Trump Administration Slashes 6,000 Jobs at Americans’ Least Favorite Federal Agency
The cuts come at the busiest time of year for the Internal Revenue Service.

The Trump administration’s efforts to slash the size of government are coming to the Internal Revenue Service in the form of thousands of layoffs.
Employees of the tax agency were notified of the layoffs Thursday. It is expected that roughly 6,000 jobs will be cut, and they are mostly expected to impact “probationary” laborers who have been hired in the last year.
Consequently, Politico notes that the types of jobs that will mostly be eliminated involve enforcement positions, as those are the types of positions that are filled in the run-up to tax season.
A representative from the IRS did not respond to the Sun’s request for comment by the time of publication.
The cuts come as the Department of Government Efficiency is seeking to slash $2 trillion from the federal budget. However, they also come as the agency has been trying to resolve longstanding staffing shortages that have led to long wait times for Americans trying to get help filing their taxes.
In 2022, NPR reported that nine out of ten phone calls to the IRS were not answered, and the average wait time was 27 minutes.
In 2023, it hired 5,000 new employees and the answer rate for phone calls increased to between 80 and 90 percent. Meanwhile, the wait time was slashed to four minutes, which the agency touted as a success.
However, the National Taxpayers Union Foundation cast doubt on that success story in a 2024 letter to the House Ways and Means Committee. The letter noted that while the percentage of answered calls surged, it also corresponded with the number of calls to the IRS plunging to just 25.9 million in 2023 from 63.7 million in 2022.
Those new positions that were supposedly behind the increase in the percentage of phone calls being answered were able to be filled in part thanks to $80 billion in funding for the agency that was part of President Biden’s Inflation Reduction Act. That bill drew the ire of conservatives who focused on one part of a 2021 Treasury report that stated the IRS could hire nearly 87,000 full-time employees over the next decade.
Republicans implied that the funds would be used to hire an army of new IRS agents almost overnight. However, the $80 billion is scheduled to be spent over ten years.
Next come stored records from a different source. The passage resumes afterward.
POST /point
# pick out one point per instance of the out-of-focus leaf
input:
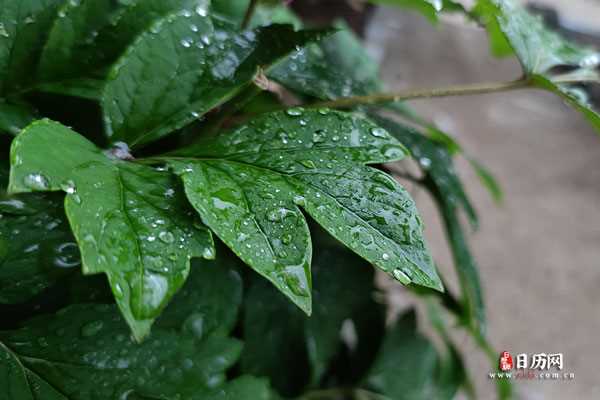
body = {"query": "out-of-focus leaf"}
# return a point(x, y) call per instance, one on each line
point(130, 221)
point(84, 352)
point(408, 366)
point(343, 284)
point(429, 8)
point(24, 25)
point(541, 51)
point(338, 66)
point(38, 247)
point(194, 65)
point(14, 117)
point(247, 184)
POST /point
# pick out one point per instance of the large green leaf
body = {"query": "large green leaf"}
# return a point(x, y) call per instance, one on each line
point(343, 283)
point(91, 34)
point(130, 221)
point(84, 352)
point(247, 184)
point(408, 366)
point(447, 190)
point(193, 65)
point(23, 30)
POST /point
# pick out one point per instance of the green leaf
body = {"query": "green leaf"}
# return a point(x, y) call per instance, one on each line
point(131, 222)
point(91, 34)
point(343, 283)
point(448, 192)
point(39, 248)
point(574, 96)
point(84, 352)
point(538, 49)
point(429, 8)
point(261, 171)
point(14, 117)
point(194, 65)
point(337, 66)
point(422, 372)
point(253, 212)
point(23, 31)
point(541, 51)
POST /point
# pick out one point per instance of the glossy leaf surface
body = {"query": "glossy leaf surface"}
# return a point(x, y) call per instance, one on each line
point(447, 190)
point(311, 159)
point(130, 221)
point(85, 352)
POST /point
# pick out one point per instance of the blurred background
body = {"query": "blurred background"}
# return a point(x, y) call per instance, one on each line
point(538, 252)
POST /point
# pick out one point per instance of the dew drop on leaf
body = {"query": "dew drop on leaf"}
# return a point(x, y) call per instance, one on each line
point(36, 182)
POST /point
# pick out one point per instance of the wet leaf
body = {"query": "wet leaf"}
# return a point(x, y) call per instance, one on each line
point(423, 372)
point(544, 54)
point(448, 192)
point(89, 35)
point(343, 283)
point(23, 29)
point(14, 117)
point(194, 65)
point(38, 248)
point(130, 221)
point(84, 352)
point(337, 66)
point(311, 159)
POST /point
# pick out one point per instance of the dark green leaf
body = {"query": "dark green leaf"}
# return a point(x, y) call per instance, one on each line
point(23, 30)
point(261, 171)
point(574, 96)
point(541, 51)
point(38, 245)
point(91, 34)
point(343, 283)
point(84, 352)
point(448, 192)
point(337, 66)
point(130, 221)
point(538, 49)
point(409, 366)
point(14, 117)
point(194, 65)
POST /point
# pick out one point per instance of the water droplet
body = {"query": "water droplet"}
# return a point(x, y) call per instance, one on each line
point(194, 324)
point(67, 255)
point(294, 112)
point(91, 328)
point(166, 237)
point(36, 182)
point(379, 132)
point(401, 276)
point(186, 42)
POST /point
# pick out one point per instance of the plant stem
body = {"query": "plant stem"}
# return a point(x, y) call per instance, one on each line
point(249, 13)
point(411, 94)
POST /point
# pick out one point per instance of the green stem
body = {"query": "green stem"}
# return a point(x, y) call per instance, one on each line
point(249, 13)
point(411, 94)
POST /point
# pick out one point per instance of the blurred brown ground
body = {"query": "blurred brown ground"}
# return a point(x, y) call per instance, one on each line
point(539, 252)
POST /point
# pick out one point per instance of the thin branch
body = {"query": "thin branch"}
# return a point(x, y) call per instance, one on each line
point(411, 94)
point(249, 13)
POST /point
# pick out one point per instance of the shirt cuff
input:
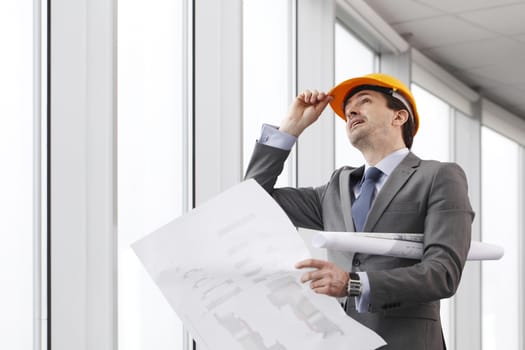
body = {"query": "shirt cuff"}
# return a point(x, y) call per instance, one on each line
point(362, 301)
point(271, 136)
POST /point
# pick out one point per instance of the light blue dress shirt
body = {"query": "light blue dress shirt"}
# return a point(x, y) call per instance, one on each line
point(271, 136)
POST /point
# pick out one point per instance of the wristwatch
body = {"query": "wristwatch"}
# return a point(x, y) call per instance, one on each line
point(354, 285)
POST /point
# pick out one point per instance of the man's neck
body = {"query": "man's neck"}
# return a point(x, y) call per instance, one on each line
point(375, 155)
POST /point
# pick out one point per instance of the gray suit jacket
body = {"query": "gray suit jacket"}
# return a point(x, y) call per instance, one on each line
point(419, 196)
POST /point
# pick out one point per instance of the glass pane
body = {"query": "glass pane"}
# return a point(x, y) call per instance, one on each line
point(16, 177)
point(267, 78)
point(500, 225)
point(432, 140)
point(150, 160)
point(352, 59)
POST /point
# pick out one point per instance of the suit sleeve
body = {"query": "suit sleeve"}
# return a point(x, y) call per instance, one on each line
point(302, 205)
point(447, 232)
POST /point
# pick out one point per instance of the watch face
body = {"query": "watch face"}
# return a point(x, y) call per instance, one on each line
point(354, 287)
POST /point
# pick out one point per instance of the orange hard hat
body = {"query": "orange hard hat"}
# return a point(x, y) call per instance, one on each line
point(386, 83)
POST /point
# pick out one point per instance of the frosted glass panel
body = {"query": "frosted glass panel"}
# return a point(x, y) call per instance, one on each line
point(352, 59)
point(267, 74)
point(500, 225)
point(432, 140)
point(150, 160)
point(16, 177)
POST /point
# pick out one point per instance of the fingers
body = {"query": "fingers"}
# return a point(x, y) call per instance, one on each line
point(315, 263)
point(327, 278)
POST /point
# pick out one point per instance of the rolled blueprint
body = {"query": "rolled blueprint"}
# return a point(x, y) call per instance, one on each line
point(402, 245)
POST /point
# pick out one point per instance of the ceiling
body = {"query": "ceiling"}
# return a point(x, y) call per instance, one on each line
point(481, 42)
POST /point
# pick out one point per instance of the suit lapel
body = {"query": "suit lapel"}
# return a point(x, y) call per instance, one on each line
point(394, 183)
point(346, 194)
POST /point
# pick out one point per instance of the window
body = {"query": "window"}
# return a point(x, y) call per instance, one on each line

Between 2021 and 2024, the agency hired roughly 20,000 new employees, bringing its total workforce to just more than 100,000.
Still, Republicans have used the figure as a political punching bag and a symbol of bloated government spending. In January, President Trump told supporters the IRS “hired, or tried to hire 80,000 workers” and suggested that they should be sent to help secure the southern border.
The cuts could hinder some tax collection efforts, but they could also impact Americans’ ability to get their questions answered if customer service jobs are cut, although Politico notes the IRS is “wary of reducing taxpayer-service personnel” through the end of tax season on April 15.
Some employees at the agency have not been shy about voicing their displeasure with the cuts. One employee who worked at the IRS’ Denver office, Osvaldo Delgado, told Fox 31, “They’re firing people; I thought we were short-staffed, and now you’re firing us? That makes no sense.”
However, the idea of shrinking the IRS appears to be popular. A YouGov poll released on February 19 found that 16 percent of Americans think the tax agency should be expanded, 34 percent think it should stay the same. Meanwhile, 22 percent think it should be reduced, and 13 percent think it should be eliminated.
Whether Americans think the agency should be eliminated or not, they have listed it as the agency they have the most negative views of for years. A poll conducted by Pew Research in 2013 found that the IRS was the least popular agency as 51 percent of Americans had a negative view of the agency while 44 percent had a positive view.
More than a decade later, Americans’ views have not changed much. A Pew poll released in August 2024 found that 50 percent of Americans have an unfavorable view, 38 percent have a favorable view, and 12 percent were undecided.